Nel carcere di Tolmezzo, che dovrebbe essere sulla carta anche una “casa lavoro”, ma dove il lavoro non c’è, gli internati sottoposti al 41 bis, per esigenze di sicurezza, possono subire tutte le limitazioni riscontrate. Questa è stata, in sintesi, la risposta del Dipartimento dell’amministrazione penitenziaria alle osservazioni formulate dall’autorità del Garante nazionale delle persone private della libertà.

Il Dap si rifà innanzitutto al mancato accoglimento dei ricorsi presentati da alcuni internati: il tribunale di sorveglianza aveva osservato che non vi è alcuna violazione del principio di uguaglianza nel sottoporre al 41 bis anche gli internati.

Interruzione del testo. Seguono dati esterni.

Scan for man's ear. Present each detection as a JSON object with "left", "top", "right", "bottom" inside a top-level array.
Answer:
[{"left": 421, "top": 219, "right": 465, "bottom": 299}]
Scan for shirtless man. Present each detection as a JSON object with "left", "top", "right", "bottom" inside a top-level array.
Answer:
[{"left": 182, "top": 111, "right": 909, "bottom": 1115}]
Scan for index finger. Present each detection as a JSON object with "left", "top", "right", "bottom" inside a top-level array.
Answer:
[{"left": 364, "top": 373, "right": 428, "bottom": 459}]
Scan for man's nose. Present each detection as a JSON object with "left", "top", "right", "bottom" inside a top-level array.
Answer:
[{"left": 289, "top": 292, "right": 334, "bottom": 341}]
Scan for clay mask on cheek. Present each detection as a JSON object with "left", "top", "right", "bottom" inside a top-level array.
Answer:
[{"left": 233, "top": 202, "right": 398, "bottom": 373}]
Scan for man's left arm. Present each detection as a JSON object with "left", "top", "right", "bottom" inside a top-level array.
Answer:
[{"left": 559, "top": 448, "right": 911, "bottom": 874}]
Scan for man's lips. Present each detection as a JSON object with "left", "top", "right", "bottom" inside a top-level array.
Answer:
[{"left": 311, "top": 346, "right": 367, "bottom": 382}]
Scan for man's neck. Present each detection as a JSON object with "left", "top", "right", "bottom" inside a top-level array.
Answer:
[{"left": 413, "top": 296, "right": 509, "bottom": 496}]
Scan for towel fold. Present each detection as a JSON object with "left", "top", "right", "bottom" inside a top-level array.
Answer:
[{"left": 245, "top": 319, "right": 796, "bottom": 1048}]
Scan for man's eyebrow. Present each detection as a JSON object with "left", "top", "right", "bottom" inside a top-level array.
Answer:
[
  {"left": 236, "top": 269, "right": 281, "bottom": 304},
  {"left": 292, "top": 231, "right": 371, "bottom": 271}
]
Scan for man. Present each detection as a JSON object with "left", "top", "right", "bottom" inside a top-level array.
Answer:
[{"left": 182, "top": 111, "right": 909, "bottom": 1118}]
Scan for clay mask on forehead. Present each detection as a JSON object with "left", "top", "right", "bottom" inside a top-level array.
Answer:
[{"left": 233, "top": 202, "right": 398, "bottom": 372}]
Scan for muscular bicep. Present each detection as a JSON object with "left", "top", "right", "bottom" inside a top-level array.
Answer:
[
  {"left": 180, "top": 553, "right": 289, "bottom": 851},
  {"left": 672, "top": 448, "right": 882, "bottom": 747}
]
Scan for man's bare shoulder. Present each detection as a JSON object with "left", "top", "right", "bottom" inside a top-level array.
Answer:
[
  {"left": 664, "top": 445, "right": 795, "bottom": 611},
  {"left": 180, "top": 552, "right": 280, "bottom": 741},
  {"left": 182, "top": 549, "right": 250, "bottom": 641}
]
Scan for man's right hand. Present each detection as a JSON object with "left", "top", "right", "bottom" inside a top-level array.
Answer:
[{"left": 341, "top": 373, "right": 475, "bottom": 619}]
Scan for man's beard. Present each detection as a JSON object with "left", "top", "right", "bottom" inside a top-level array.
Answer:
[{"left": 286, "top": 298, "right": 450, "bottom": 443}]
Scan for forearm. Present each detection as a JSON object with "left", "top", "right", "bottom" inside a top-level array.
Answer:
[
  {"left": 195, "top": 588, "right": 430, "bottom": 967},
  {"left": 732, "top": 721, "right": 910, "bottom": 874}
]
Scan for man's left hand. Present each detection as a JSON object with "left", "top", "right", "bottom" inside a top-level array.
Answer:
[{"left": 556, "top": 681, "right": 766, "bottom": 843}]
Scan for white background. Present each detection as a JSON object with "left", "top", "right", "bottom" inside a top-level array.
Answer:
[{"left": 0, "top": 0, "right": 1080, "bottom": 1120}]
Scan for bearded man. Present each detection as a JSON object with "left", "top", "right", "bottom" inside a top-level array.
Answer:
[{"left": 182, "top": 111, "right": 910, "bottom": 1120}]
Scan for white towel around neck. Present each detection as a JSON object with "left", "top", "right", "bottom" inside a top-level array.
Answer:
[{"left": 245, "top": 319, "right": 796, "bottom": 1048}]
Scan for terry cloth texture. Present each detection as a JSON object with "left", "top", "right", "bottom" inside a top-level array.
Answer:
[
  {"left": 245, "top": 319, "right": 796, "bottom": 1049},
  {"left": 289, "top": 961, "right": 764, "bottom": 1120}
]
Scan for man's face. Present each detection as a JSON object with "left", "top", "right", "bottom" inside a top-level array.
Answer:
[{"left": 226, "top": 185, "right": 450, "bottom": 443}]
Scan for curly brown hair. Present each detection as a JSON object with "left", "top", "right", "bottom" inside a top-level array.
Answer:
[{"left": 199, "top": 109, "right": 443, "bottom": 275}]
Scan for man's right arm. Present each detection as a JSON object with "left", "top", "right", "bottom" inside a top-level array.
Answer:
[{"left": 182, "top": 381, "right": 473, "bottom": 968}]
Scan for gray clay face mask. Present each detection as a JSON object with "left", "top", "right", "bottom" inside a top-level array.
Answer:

In sostanza, per la magistratura di sorveglianza, è indifferente che al 41 bis siano sottoposti anche coloro che hanno finito di scontare la pena. Ricordiamo che l’internato non è un detenuto, ma è colui che ha finito di scontare la pena, però per motivi di sicurezza non viene rimesso in libertà. Il fatto che c’è comunque un periodico riesame della libertà, ciò comporterebbe la garanzia che rende costituzionalmente compatibile l’intero sistema delle misure di sicurezza.

Questa è la risposta del Dap all’osservazione del Garante sul fatto «che per le persone internate, pur sottoposte a tale regime, siano individuate sistemazioni idonee e confacenti alla misura e non semplicemente parti delle complessive aree che ospitano le persone detenute sottoposte a tale regime».

Ma sullo sviluppo in negativo della situazione all’interno dell’Istituto, con una Casa di lavoro che non è in grado di garantire né il lavoro, né una prospettiva di reinserimento, tipo la negazione di alcuni benefici? Il Dap risponde all’autorità del Garante nazionale che «la rieducazione di soggetti legati alla criminalità organizzata, resisi responsabili di gravissimi delitti contro l’incolumità pubblica, le persone e la società, non può limitarsi allo svolgimento di mera attività lavorativa, come qualsiasi detenuto per reati comuni, ma deve passare attraverso un concreto mutamento di mentalità che presupponga, innanzitutto, la rescissione dei legami con la criminalità organizzata e la rinnegazione esplicita degli ideali devianti su cui era fondata la vita pregressa».

Il Dap poi sottolinea l’elemento di valutazione della cessata pericolosità, ovvero la «collaborazione con l’autorità giudiziaria». Quindi, in sostanza, l’opera trattamentale attraverso il lavoro non viene considerato un elemento fondamentale per valutare la proroga o meno degli internati al 41 bis.

A tal proposito interviene l’avvocato Michele Capano e membro del consiglio generale del Partito Radicale, Il quale assiste alcuni internati al 41 bis del carcere di Tolmezzo. «Quanto detto – spiega Capano -, contraddice ciò che da tempo è stato segnalato dalla Cassazione, ovvero che ' la mancanza di una scelta di tal genere - che come quella confessoria resta nella libera determinazione del soggetto - non può essere ritenuta dirimente al fine di escludere il cambiamento della condotta di vita del proposto ed affermare l'attualità della pericolosità qualificata”». Sempre il membro del Partito Radicale, aggiunge che «se, anche dopo avere scontato la pena, si ritiene che l'internamento in misura di sicurezza al 41 bis possa venire meno soltanto con la collaborazione, è chiaro che questo internamento rappresenta una vera e propria “tortura” finalizzata ad ottenere la collaborazione, e durerà fino a quando la collaborazione non interverrà». Poi sottolinea evocando ciò è stato segnalato da Il Dubbio, a proposito del suo assistito internato a Tolmezzo che denunciò alla magistratura di sorveglianza di aver ricevuto la proposta di una somma di denaro nel caso avesse indicato il nascondiglio deil boss Matteo Messina Denaro: «Questo è confermato dal fatto che gli internati ricevono regolarmente ' visite investigative' finalizzate ad ottenere informazioni e collaborazione. E possono continuare a riceverle in quanto restano in condizione di internamento».

Sempre a proposito della risposta del Dap alle osservazioni del Garante nazionale relative alle criticità emerse al carcere di Tolmezzo, si giustifica anche la presenza della schermatura della finestra ( la cosiddetta “gelosia” ) della stanza dell’area riservata al 41 bis. Secondo il Garante contrasta con l’articolo 6 del regolamento carcerario. Secondo il Dap, invece è conforme alla direttiva dipartimentale del 17 settembre del 2015.